Lastly, your total MAGI doesn’t appear on your annual tax return, unlike your AGI.
How to calculate your modified adjusted gross income
Once you have your adjusted gross income, you simply “modify” it by adding any tax-exempt interest income or deductions to calculate your MAGI to determine whether you can take full advantage of tax benefits.
The federal government begins to phase out deductions for items such as IRA contributions and educational expenses at certain income thresholds.

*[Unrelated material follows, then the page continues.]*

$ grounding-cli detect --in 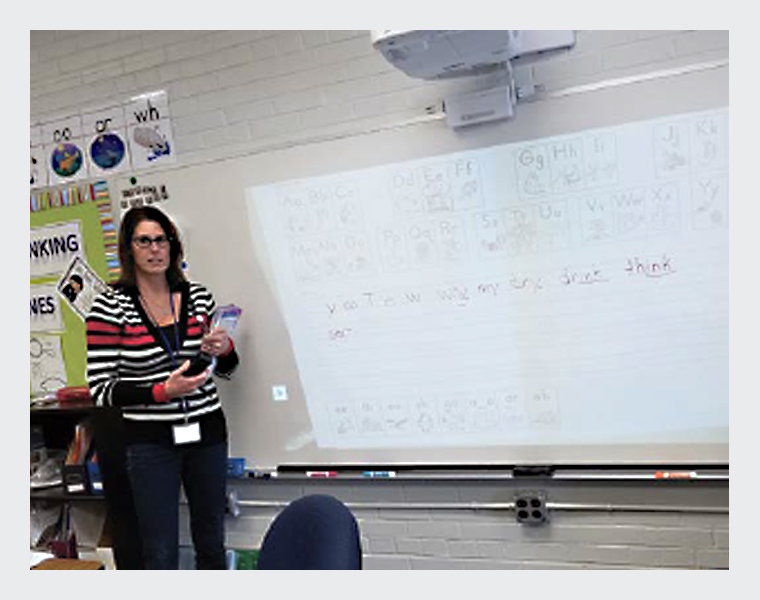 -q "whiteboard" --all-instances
[144,70,728,468]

Some of the most common adjustments used to arrive back at your MAGI include:
- Qualified tuition and fees deductions
- Losses from rental properties
- Half of the self-employment tax you paid during the tax year
- Student loan interest
- Certain business expenses, such as those for performing artists, military reservists, and government officials
Exact adjustments vary based on your specific tax situation. Consult with a tax advisor for personalized guidance.

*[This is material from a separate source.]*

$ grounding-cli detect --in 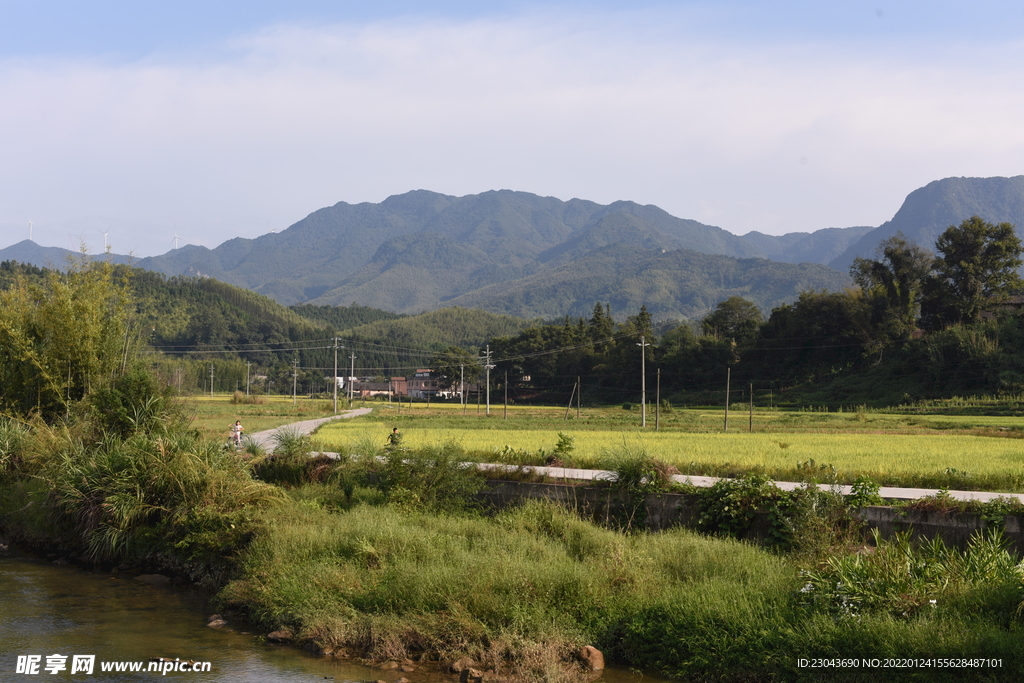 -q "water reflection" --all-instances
[0,549,664,683]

But again, you typically won’t have much, if any, tax-exempt interest income to add. So, calculating your MAGI can be as easy as taking your AGI and adding zero.
Why is modified adjusted gross income important?
The IRS phases out credits and allowable deductions as your household income increases. By adding MAGI factors to your AGI, the IRS determines how much you truly earned. Based on that, it determines whether you can take full advantage of income tax credits.
For example, the IRS uses your MAGI to determine if and how much you can contribute to a Roth IRA and how much of your traditional IRA contributions you can claim as a deduction3.
The higher the MAGI, the fewer deductions you can take on IRA contributions. If your MAGI is too high, IRA deductions may even reach zero. You can still contribute to an IRA plan if this is the case. But you can’t deduct any of the contributions.
Your MAGI also dictates whether you’re eligible for any premium tax credits. If you qualify, you can use premium tax credits to help lower your health insurance premiums for plans bought through the Health Insurance Marketplace.
MAGI also outlines whether you can claim other common deductions. For example, individuals with a MAGI of less than $80,000 or an income level of less than $165,000 for a married couple filing jointly can claim the entire student loan deduction of $2,500 in the 2024 tax year.
Individuals with a MAGI between $80,000 and $95,000 (or between $165,000 and $195,000 if filing jointly) can receive a partial credit. Individuals or spouses with a MAGI that exceeds $90,000 or $185,000 are ineligible4.
The 2024 child tax credit is $2,000 per qualifying child, with a maximum refund of $1,700 per child. To receive the full credit, single filers must have a MAGI of $200,000 or below, and joint filers must have an income limit of $400,000 or below.
If your MAGI exceeds these amounts, the federal government will reduce your credit by $50 for each $1,000 of your income above the limit5.
Conclusion
It’s normal for a person’s MAGI to be similar to or the same as their AGI. But it’s always good to double-check each tax season. While these incomes may take time to calculate, they’re essential in helping you determine what kind of tax deductions you can claim on your next return and how much you’ll pay for your health insurance plan premiums.
The more you understand how the IRS categorizes your annual household income, the more prepared you’ll be to determine your taxable income, fill out your federal income tax return, and receive any credits coming your way.
This article is for informational purposes only. You should contact a tax professional to help you determine your AGI and MAGI, or if you need personalized advice regarding financial decisions.